CARACAS (Reuters) – A Venezuelan general urged the country's armed forces on Sunday to rise up against President Nicolas Maduro, who has invoked the military's support to hold on to power despite an economic collapse.
FILE PHOTO: Government officials holding a Venezuelan flag participate in a rally against US President Donald Trump in Caracas, Venezuela, August 14, 2017. REUTERS / Ueslei Marcelino
Ramon Rangel, who identified himself as an Air Force General, said that the Venezuelan government is controlled by the "communist dictatorship" in Cuba – an important Maduro ally.
"We need to find a way to get rid of fear, go out into the streets, protest and seek a military union to change this political system," Rangel, wearing a suit with a copy of the constitution in his hand, said in a video published on YouTube. "It's time to get up."
While Rangel's statement marks another blow to Maduro after a handful of similar shortcomings of senior executives this year, there is little to indicate that he will tip the waves.
Officer who has dismissed Maduro has fled the country and the military summit – especially those controlling troops – continues to recognize Maduro.
The Ministry of Information did not immediately respond to a request for comment. Reuters couldn't get comments from Rangel. Air Force Commissioner Pedro Juliac posted a picture of Rangel on Twitter on Sunday with the words "traitors to the Venezuelan people and the revolution" printed on the picture.

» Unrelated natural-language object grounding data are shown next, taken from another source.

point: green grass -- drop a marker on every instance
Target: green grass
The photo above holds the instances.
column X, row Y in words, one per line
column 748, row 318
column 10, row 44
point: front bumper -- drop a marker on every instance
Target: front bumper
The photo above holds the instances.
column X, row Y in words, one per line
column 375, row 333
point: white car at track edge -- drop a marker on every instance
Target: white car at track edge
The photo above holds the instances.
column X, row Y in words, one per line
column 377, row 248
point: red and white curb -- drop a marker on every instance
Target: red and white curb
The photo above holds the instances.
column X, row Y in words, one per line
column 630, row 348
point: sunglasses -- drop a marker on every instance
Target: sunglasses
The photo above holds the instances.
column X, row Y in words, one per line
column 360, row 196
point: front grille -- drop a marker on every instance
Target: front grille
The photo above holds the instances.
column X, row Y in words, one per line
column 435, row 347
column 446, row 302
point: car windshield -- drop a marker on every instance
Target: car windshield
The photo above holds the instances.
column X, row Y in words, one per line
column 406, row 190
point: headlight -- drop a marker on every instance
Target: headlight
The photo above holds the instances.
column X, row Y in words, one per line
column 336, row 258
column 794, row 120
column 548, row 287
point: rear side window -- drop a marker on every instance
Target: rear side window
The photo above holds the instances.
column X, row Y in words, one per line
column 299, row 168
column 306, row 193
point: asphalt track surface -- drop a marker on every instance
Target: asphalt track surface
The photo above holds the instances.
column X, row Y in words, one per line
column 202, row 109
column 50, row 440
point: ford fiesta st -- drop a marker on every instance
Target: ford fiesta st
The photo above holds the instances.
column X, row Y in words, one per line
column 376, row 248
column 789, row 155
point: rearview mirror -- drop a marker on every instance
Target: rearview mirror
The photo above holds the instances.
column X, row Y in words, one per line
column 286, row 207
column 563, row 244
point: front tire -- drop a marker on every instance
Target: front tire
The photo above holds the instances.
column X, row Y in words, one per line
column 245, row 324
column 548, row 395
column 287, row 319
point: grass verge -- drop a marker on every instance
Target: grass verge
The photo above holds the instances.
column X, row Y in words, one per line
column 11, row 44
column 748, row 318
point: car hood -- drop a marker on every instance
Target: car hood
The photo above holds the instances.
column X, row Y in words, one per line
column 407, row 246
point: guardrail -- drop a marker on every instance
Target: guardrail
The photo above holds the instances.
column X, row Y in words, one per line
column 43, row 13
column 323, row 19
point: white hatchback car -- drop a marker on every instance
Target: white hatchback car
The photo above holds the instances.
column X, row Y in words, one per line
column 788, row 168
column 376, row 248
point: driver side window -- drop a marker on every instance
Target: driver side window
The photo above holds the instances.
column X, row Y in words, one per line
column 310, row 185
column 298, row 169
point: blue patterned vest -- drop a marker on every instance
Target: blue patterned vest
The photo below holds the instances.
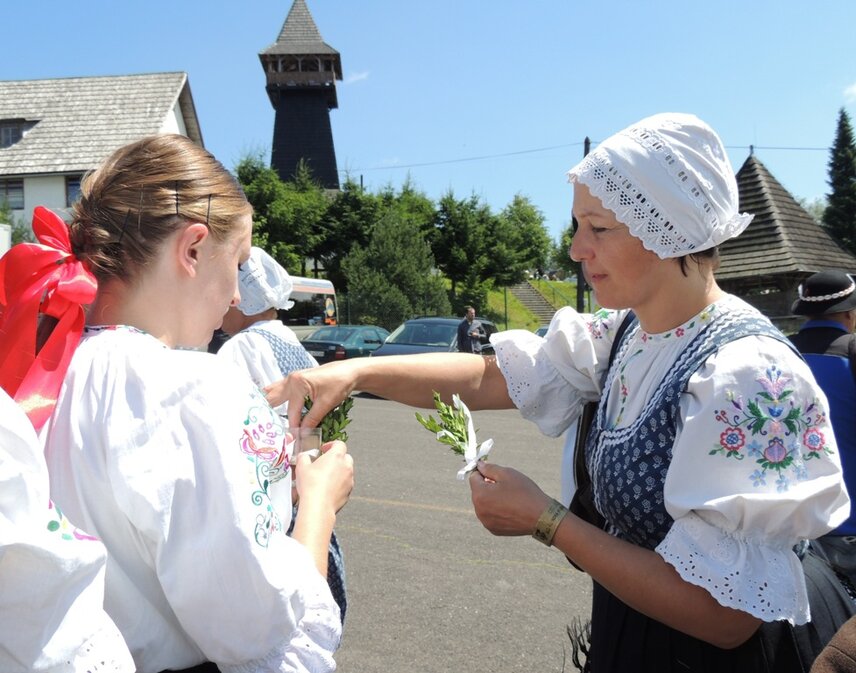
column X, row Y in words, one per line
column 290, row 356
column 628, row 465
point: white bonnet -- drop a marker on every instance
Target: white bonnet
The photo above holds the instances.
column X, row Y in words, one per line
column 669, row 180
column 263, row 284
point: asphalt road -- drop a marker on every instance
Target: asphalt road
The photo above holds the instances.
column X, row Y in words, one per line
column 429, row 588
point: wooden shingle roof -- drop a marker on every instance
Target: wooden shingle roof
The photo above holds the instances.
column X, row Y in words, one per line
column 81, row 120
column 299, row 34
column 782, row 239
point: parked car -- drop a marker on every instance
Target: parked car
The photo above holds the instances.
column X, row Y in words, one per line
column 339, row 342
column 430, row 335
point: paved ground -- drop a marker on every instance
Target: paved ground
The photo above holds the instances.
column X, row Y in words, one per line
column 430, row 589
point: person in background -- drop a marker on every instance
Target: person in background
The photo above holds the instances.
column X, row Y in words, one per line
column 711, row 456
column 470, row 333
column 827, row 342
column 269, row 351
column 52, row 617
column 171, row 456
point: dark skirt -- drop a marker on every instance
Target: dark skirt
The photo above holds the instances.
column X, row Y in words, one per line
column 623, row 639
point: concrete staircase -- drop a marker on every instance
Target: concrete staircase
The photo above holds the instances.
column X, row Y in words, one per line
column 533, row 301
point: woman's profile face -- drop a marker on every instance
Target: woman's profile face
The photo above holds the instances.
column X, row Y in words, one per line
column 218, row 277
column 622, row 273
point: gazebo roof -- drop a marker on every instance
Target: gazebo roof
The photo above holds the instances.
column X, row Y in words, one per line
column 299, row 35
column 782, row 239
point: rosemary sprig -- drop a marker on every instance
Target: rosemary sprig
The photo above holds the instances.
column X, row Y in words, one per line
column 334, row 423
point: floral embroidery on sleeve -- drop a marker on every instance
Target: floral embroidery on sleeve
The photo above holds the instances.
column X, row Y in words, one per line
column 57, row 523
column 262, row 441
column 770, row 427
column 601, row 322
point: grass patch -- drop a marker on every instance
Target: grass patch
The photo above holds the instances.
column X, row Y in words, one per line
column 519, row 317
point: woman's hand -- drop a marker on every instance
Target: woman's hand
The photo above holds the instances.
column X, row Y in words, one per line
column 323, row 487
column 328, row 479
column 326, row 386
column 506, row 501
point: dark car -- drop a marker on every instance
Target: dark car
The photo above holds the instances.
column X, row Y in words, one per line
column 338, row 342
column 430, row 335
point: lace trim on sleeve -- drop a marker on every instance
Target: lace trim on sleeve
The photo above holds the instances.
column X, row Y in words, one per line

Rangel was an active military officer who fled to Colombia last month, according to a source near Venezuelan military who requested not to be identified.
Unlike other officers who have made similar statements, Rangel did not vote for support for the Juan Guaido opposition leader who called for the Constitution in January to adopt the Interim Presidency and argued that Maduro's 2018 re-election was a fraud.
More than 50 nations, including the United States and most South American nations, call Guaido Venezuela's legitimate leader.
Guaido and a group of soldiers urged the armed forces on April 30 to put on Maduro, but the military never collapsed and the uprising collapsed. The government called the event a coup attempt and accused a group of 10 opposition lawmakers of treason to join rallies that day.
Venezuela suffers from a hyperinflationary collapse that has begun a migration stretch of about 3.5 million people over the past three years.